Ella volvió a su pregunta anterior:

– Pero esto no explica el porqué. Si la visita del inspector tenía la intención de que abandonaras rápidamente, tenían que haberte apaleado el día que abriste de nuevo y no cuatro días después. Y si ya les parecía bien esperar al juicio, ¿por qué te atacaron?

– Ya lo sé -admitió él-. Eso me hizo sospechar de ti. No paraba de pensar que podías tener algo que ver con ello, aunque te hice investigar y me pareciste legal.

– Gracias -dijo ella secamente.

– Tú hubieras hecho lo mismo. -Un gesto de mal humor marcó unas profundas cavidades entre sus cejas-. Tienes que admitir que es bastante raro cómo explotó todo durante los días en que apareciste tú.

Con toda la imparcialidad, Roz pensó que tenía razón.

– Pero a ti te habían engatusado antes de que oyeras hablar de mí o yo de ti. Tiene que ser una coincidencia. -Acabó de llenar la copa de Hal-. Además, hace cinco semanas lo único que podíamos tener en común tú y yo era Olive, y no me dirás que ella puede estar detrás de esto. Apenas tiene confianza en sí misma como para prepararse ella sola un baño… imagínate si sería capaz de actuar como cerebro en una conspiración para echarte del Poacher.

Él hizo un gesto de impaciencia.

– Ya lo sé. Le he dado mil vueltas. Nada tiene lógica. Lo único que veo claro es que se trata de la operación más esmerada que me he tirado a la cara. Me han atado de pies y manos. Soy el chivo expiatorio y ni siquiera sé por dónde empezar para enterarme de quién me la ha montado. -Se rascó la incipiente barba con fatigada resignación-. De modo que, señorita Leigh, ¿qué siente ante un restaurador fracasado, condenado por transgredir las normas sanitarias, por agresión, incendio premeditado y resistencia a la autoridad? Porque, salvo que ocurra un milagro, esto seré yo dentro de tres semanas.

Los ojos de ella brillaron por encima de la copa.

– Excitación.

Él soltó una carcajada involuntaria. Veía el mismo resplandor que en los ojos de Alice.

– Eres igual que tu hija. -Cogió de nuevo las fotos-. Tendrías que ponerlas todas en tu habitación para recordar lo bonita que era. Si se tratara de mi hija, yo lo haría. -Notó que Roz contenía la respiración y la miró-. Lo siento. He sido muy poco delicado.

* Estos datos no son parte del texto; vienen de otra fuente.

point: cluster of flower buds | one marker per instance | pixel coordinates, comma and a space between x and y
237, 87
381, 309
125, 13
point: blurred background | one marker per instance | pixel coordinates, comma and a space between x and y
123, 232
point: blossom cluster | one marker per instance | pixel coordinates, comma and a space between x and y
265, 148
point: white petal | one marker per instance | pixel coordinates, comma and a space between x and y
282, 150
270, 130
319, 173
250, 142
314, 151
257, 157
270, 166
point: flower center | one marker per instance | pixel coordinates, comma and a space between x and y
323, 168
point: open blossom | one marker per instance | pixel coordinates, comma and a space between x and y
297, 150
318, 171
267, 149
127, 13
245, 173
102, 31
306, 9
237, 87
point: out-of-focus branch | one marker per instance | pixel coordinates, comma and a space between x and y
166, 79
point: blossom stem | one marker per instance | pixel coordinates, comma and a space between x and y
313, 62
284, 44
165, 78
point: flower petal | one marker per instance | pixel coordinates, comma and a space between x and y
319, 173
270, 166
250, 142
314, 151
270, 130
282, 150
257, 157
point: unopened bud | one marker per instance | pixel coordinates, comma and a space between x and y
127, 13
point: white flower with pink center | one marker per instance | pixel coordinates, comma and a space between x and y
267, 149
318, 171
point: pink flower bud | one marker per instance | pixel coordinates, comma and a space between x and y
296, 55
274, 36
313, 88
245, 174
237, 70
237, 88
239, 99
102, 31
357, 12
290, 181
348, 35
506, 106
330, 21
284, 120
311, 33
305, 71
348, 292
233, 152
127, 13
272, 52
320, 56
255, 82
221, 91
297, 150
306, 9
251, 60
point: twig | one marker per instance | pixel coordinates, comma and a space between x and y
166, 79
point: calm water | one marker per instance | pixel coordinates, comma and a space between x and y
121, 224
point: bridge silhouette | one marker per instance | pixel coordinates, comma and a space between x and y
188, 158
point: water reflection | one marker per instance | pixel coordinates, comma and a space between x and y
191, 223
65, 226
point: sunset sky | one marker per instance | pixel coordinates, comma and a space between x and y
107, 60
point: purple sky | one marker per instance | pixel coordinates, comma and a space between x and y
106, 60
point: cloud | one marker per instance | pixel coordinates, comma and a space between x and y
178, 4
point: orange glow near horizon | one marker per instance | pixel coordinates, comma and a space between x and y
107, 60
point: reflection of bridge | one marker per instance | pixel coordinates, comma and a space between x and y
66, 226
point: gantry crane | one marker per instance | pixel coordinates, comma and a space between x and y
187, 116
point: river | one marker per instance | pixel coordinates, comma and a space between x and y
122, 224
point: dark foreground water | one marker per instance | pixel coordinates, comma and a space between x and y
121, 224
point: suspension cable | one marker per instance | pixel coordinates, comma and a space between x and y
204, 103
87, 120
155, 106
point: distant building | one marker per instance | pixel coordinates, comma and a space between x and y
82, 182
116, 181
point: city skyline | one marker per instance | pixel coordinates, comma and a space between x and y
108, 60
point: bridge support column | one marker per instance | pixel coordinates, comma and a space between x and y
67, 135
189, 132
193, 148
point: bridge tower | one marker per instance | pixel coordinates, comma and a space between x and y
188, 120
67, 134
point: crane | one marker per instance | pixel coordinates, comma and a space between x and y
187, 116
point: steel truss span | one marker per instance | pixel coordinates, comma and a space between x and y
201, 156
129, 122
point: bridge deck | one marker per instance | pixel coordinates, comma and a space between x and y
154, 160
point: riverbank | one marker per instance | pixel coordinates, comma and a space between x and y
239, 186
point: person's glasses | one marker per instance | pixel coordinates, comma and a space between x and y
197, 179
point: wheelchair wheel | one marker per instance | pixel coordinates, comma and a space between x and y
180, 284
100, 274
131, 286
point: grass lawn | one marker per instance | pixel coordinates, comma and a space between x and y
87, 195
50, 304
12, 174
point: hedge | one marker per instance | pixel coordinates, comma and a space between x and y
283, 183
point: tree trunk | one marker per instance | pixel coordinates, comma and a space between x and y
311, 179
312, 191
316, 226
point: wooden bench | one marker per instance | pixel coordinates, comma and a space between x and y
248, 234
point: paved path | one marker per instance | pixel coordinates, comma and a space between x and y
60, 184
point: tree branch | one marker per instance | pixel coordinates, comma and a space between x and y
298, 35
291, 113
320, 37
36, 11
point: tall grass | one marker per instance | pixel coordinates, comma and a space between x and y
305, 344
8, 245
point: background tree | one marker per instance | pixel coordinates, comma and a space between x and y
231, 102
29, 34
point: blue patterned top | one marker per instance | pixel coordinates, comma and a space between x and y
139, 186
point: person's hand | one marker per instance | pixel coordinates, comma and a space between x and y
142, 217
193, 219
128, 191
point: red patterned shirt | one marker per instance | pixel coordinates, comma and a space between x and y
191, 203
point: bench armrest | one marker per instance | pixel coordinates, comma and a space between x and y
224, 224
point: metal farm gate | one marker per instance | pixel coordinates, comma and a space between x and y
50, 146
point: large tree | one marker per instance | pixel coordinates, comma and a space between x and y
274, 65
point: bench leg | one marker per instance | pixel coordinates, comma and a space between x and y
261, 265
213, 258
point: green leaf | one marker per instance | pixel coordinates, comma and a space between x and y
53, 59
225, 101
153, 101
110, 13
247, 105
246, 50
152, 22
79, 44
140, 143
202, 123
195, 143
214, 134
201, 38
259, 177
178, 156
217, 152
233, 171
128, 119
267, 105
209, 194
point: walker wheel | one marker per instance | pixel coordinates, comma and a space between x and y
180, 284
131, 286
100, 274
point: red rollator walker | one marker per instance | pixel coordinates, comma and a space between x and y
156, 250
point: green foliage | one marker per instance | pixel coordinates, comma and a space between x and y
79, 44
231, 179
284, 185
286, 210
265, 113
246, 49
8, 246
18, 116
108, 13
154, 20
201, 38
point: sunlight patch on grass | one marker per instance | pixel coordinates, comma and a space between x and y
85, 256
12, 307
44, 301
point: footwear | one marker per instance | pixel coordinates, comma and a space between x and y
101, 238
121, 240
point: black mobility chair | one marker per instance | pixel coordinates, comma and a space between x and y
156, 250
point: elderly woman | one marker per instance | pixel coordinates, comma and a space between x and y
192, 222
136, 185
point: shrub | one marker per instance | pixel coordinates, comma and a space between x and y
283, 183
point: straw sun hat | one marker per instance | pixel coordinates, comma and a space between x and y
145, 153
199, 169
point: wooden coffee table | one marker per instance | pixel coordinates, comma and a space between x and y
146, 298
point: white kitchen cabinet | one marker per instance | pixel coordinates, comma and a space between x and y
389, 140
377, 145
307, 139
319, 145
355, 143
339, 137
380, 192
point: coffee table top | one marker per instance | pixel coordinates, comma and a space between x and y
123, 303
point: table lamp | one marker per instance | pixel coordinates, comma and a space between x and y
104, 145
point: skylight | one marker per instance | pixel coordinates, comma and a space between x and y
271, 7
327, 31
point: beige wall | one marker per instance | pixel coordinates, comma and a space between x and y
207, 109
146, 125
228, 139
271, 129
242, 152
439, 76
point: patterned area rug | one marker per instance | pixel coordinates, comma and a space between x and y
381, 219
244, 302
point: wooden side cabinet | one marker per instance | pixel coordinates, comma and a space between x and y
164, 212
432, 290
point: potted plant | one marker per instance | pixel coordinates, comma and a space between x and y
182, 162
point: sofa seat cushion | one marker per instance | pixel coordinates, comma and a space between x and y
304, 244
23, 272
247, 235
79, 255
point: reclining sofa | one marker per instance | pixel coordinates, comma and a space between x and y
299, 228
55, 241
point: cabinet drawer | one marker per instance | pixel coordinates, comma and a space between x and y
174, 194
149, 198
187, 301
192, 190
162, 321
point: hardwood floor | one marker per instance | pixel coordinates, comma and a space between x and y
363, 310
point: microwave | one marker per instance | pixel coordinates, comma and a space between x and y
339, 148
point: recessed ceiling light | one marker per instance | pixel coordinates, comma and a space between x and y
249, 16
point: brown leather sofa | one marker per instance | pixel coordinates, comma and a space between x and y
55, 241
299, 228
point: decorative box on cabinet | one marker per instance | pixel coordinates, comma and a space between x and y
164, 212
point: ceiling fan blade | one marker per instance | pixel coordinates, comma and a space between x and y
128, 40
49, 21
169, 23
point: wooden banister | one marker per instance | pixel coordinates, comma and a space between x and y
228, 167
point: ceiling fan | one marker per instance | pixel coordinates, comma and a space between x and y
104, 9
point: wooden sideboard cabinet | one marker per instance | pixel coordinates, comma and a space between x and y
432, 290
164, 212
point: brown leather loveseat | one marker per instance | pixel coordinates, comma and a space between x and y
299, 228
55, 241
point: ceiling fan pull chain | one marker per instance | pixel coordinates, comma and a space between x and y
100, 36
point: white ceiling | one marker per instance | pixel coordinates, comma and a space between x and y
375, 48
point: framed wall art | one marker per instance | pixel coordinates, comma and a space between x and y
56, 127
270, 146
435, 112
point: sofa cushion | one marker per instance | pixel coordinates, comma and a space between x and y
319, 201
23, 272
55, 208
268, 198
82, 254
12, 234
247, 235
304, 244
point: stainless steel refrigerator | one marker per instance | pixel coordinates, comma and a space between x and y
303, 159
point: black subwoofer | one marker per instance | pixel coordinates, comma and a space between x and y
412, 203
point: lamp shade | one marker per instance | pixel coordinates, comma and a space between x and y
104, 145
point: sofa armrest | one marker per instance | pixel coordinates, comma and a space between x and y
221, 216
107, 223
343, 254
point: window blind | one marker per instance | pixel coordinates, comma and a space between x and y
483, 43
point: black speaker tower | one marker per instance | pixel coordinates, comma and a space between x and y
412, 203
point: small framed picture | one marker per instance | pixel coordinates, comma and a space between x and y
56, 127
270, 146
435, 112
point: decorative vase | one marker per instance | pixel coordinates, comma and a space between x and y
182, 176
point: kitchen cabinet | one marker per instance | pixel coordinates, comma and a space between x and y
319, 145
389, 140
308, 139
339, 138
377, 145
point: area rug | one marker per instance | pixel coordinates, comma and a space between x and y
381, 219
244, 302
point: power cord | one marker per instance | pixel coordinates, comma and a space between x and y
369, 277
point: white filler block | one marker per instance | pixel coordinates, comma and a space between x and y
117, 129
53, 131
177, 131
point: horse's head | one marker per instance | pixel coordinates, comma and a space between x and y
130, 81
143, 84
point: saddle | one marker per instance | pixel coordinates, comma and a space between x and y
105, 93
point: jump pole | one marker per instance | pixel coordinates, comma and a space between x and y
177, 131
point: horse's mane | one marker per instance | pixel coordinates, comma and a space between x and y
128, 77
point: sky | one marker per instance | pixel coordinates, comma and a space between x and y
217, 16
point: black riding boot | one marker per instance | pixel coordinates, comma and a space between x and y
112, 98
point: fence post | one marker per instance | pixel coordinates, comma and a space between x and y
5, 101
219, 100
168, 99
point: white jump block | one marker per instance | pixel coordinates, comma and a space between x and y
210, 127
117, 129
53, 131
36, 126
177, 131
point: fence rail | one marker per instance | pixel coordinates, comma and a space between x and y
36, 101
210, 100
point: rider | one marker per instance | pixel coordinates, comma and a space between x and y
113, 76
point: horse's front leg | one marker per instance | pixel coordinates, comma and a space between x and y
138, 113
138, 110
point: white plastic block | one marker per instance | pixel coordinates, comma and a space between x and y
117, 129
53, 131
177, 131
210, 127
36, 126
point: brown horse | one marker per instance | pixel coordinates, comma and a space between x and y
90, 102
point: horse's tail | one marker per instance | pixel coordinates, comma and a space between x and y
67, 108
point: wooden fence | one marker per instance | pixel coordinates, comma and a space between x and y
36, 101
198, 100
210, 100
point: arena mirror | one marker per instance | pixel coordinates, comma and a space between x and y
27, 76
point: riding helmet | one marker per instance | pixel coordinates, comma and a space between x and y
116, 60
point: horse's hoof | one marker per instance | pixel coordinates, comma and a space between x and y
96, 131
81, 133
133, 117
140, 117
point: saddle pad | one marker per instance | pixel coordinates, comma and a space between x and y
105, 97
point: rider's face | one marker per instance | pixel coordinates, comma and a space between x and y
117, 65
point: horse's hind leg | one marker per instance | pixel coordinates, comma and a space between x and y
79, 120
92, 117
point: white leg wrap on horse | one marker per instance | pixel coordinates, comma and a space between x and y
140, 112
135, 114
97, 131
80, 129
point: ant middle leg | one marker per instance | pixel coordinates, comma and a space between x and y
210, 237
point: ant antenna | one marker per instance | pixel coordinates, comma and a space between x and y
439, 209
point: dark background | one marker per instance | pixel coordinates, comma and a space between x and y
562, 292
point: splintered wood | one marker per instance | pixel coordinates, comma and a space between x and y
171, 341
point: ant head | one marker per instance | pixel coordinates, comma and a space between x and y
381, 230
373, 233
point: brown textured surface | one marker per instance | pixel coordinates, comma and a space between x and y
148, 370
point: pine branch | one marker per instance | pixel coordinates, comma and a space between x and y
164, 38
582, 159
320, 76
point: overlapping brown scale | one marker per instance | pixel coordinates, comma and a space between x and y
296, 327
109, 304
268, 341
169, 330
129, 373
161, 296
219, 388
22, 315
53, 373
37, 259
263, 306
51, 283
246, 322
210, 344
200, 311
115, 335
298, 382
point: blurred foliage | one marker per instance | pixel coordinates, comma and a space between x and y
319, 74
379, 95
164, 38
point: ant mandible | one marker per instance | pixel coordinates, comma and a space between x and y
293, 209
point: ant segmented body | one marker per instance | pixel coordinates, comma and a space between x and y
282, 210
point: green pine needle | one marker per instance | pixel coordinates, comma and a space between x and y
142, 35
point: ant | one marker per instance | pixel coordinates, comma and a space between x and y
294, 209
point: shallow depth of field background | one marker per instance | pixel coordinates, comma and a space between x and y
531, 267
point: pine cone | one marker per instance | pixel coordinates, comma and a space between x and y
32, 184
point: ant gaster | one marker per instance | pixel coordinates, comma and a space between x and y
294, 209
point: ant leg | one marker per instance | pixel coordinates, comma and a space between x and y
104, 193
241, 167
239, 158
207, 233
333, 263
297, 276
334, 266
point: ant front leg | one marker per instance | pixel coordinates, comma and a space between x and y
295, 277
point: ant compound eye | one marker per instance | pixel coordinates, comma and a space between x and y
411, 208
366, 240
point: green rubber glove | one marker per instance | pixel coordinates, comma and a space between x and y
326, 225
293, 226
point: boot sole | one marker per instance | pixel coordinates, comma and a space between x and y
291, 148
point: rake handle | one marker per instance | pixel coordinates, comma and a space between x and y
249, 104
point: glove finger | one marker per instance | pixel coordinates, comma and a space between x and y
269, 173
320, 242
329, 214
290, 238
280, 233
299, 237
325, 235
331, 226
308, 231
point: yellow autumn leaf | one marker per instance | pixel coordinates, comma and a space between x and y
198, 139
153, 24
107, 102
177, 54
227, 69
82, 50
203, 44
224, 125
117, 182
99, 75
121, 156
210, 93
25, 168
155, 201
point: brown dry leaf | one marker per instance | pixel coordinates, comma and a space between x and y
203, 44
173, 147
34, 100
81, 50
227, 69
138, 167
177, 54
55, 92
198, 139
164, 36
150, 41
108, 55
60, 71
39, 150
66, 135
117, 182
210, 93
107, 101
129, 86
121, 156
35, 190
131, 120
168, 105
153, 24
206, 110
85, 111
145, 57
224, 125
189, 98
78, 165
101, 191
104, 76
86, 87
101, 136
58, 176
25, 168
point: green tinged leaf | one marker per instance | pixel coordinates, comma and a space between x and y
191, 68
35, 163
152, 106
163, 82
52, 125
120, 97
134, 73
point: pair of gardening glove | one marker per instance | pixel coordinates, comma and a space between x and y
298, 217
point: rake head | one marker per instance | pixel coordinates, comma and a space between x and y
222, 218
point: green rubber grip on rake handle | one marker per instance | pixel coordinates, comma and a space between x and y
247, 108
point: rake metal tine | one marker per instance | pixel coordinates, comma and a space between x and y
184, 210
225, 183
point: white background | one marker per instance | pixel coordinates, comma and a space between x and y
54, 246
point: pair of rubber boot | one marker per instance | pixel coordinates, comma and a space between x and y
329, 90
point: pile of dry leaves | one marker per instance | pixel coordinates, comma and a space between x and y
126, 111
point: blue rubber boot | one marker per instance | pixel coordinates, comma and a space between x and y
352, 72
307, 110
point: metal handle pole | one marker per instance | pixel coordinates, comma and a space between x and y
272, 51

– No digas chorradas -respondió ella-. Acabo de recordar dónde había visto antes a aquel hombre. Sabía que le conocía. Es uno de los hijos del señor Hayes. El viejo que vivía al lado de la casa de los Martin. Tenía unas fotos de ellos en el aparador. -Dio unas palmadas-. ¿Es o no es un milagro, Hawksley? Están funcionando las plegarias de la hermana Bridget.